Tuesday, March 30, 2010
Steve Breen's political cartoon says it all. A heavily bandaged elephant lies in a bombed crater. A barely standing donkey, with a broken arm, tells an immigration advocate, "Could we at least wait for the craters to stop smoldering?"
The Observer ran the cartoon on Sunday. Click here to see more of Breen's work.
Washington is reeling from the battles over health care and is not likely to take up another thrashing fight with mid-term elections on the horizon.
The same day the House passed its health care reform bill, tens of thousands of activists and supporters took to the Washington Mall demanding the administration take up immigration reform.
Some advocates said they almost cried listening to a videotaped message from President Obama pledging to “do everything in my power to forge a bipartisan consensus this year on this important issue.”
Advocates for immigration reform say there will never bean easy time to do immigration reform. Columnist Ruben Navarrette Jr. said the time to act is now. The legislative puzzle will only get more complicated.
“Some liberals want the immigration reform movement to be patient,” he writes. "There is nothing new there. Some of the left said the same thing during the civil rights movement.”
Many political watchers, however, feel immigration reform is pretty much dead this year. As Spanish-language journalist and pundit Rafael Prieto told me last year, few legislators will risk their political career for illegal immigrants in this political climate.
My colleague William Douglas at McClatchy Newspapers pointed out that White House Chief of Staff Rahm Emanuel, in a recent Wall Street Journal interview, didn’t even mention immigration reform when listing Obama’s post-health care agenda.
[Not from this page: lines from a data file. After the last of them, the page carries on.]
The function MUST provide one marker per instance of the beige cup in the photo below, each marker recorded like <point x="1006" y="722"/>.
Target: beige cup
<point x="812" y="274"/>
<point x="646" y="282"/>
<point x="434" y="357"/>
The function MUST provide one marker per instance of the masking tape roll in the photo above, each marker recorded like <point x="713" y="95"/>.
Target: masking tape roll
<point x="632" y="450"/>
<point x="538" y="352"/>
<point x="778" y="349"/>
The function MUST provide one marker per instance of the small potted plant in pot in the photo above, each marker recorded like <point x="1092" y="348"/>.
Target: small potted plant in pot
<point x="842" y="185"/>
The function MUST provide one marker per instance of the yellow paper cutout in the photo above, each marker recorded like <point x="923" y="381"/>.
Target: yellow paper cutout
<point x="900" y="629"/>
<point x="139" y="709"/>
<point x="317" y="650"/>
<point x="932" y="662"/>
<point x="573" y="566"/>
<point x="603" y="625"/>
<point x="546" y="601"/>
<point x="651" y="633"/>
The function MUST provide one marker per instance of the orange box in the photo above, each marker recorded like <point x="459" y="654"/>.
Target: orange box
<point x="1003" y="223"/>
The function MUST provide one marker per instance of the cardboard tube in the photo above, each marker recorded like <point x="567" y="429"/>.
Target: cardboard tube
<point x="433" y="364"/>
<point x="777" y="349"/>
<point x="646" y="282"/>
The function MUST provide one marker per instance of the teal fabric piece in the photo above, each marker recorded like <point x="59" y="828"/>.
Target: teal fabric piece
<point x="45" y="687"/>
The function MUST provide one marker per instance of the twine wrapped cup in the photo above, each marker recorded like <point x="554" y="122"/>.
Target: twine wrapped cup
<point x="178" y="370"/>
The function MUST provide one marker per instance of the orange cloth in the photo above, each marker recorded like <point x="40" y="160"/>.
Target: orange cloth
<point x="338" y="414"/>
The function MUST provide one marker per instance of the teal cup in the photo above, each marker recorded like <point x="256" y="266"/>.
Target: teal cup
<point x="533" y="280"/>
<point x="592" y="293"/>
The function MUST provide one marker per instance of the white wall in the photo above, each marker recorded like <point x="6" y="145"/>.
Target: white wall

Even South Carolina Republican Sen. Lindsey Graham said as much stating that the recently passed health care legislation had “poisoned the well” for any bipartisanship on future legislation this session. He said this after joining Sen. Charles Schumer, a New York Democrat, to release a bipartisan framework for comprehensive reform that would give millions of illegal immigrants a path to legalization yet also provide tougher enforcement.